I'm quite sure that pretty much all of us have struggled with phone addiction while trying to get work done. I had heard of lock boxes in which you could lock a phone in for a certain period of time, but I always thought a better solution was possible. So, I tried to make a device which works as a clock, doesn't look half bad, and can be used to lock an overly distracting phone away for a set period of time.

ESP32 - (could use an arduino nano and an RTC for time keeping, but I wanted to stuff around with WIFI as well so I got one of these)

144LED p/meter WS2812 Light Strip

28-BYJ48 Stepper Motor - (any stepper motor would be fine, and probably more accurate, but the design would have to be changed)
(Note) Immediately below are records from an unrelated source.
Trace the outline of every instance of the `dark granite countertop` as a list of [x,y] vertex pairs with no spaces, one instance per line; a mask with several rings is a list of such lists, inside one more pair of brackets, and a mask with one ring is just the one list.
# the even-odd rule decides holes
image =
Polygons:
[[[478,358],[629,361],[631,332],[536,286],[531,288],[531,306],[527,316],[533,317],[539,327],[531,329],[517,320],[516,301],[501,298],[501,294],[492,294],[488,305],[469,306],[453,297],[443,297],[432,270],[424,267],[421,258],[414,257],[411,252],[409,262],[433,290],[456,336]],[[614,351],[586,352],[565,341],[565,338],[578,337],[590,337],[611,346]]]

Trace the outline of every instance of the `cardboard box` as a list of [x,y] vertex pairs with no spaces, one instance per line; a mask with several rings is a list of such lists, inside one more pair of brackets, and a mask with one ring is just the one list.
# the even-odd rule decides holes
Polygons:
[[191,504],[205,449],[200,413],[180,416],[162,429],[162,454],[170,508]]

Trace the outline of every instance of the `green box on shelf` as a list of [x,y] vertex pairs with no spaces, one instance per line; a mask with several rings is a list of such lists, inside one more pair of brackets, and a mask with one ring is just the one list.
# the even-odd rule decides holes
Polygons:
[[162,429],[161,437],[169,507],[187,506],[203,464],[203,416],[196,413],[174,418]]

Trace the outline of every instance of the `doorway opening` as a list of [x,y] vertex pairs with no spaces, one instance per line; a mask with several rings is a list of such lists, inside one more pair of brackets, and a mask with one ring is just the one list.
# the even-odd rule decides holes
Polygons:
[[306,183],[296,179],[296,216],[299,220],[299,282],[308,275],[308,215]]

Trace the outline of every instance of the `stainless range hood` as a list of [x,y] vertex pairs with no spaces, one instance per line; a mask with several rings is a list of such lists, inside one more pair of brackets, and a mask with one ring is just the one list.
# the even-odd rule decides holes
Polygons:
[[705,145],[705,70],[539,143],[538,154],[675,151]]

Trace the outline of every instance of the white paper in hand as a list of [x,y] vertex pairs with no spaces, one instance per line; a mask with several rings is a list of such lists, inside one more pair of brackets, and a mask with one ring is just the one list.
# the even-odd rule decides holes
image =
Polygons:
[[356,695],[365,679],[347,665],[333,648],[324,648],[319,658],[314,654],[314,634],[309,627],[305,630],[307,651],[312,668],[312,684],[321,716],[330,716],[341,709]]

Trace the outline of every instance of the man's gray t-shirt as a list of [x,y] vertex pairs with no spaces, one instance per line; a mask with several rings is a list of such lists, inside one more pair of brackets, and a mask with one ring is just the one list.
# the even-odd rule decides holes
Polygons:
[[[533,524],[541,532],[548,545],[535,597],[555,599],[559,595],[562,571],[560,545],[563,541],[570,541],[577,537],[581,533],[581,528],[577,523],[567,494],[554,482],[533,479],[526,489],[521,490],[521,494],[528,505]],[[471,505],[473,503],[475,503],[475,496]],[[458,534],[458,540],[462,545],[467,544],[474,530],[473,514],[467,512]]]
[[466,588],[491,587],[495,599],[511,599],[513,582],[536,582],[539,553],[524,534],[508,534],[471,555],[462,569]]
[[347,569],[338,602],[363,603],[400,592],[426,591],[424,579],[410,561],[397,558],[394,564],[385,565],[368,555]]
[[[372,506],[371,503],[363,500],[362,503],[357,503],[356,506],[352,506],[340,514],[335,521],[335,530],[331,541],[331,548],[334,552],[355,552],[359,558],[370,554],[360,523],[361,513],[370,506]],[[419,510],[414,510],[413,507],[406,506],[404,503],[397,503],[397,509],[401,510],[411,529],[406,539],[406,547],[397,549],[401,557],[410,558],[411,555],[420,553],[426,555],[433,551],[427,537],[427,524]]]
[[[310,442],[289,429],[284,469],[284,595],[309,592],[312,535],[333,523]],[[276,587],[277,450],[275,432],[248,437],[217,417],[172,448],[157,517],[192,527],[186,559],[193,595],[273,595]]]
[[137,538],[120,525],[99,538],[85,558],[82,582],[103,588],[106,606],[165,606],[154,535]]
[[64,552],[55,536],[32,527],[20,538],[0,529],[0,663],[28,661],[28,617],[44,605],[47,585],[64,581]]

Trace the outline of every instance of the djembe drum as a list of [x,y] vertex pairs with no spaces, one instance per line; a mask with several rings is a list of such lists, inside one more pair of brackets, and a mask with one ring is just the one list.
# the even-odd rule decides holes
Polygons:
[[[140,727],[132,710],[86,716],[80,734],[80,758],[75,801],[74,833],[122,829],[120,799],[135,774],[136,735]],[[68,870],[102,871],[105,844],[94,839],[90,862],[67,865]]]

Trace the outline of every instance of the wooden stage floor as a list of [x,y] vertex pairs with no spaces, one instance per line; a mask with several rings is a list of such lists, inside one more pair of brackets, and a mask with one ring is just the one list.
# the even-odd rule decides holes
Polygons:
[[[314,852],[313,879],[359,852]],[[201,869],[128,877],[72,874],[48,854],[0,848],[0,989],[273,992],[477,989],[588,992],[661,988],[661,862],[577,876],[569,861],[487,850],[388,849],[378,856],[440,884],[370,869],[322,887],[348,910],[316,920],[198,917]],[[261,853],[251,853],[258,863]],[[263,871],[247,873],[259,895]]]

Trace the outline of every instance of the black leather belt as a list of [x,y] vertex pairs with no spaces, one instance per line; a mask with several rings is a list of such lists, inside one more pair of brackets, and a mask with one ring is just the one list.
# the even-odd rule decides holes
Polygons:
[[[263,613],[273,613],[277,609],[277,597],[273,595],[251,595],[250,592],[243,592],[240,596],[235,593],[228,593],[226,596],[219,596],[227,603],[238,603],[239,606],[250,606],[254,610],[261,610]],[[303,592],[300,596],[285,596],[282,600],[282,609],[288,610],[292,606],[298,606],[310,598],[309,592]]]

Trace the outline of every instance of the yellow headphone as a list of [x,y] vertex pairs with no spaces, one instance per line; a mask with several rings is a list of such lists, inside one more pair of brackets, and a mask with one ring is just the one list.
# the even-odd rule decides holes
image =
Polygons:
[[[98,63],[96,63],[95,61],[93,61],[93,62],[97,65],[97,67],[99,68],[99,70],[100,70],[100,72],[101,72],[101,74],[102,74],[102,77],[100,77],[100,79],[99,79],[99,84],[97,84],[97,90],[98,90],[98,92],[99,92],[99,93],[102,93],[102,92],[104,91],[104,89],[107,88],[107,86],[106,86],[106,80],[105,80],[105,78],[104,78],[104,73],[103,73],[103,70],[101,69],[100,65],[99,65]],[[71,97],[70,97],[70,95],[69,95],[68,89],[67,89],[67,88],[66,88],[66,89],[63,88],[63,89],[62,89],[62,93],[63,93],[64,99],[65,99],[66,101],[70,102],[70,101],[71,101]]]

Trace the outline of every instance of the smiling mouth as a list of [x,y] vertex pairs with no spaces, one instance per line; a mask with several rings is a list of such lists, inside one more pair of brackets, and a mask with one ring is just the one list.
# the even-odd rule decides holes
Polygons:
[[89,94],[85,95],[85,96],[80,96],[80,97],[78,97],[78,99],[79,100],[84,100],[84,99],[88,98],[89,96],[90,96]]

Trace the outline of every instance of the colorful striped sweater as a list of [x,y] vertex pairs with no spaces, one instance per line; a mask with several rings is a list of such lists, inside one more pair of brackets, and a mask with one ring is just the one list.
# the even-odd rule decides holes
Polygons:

• also, I modded mine to a bipolar stepper motor and used an A4988 driver
• Ardufocus | 28BYJ-48 Bipolar Mod - link for doing this mod
• Everything will work perfectly fine if you don't mod anything and use the default uln3003 driver.

SG90 Servo Motor

4 5mmx5mm buttons

Prototyping Circuit Board: 5pcs Strip Board Printed PCB Circuit Board Vero Prototyping Track Stripboards | eBay

An old usb cable you are willing to part ways with

Lots of female to male/female dupont cables (I used probably around 20)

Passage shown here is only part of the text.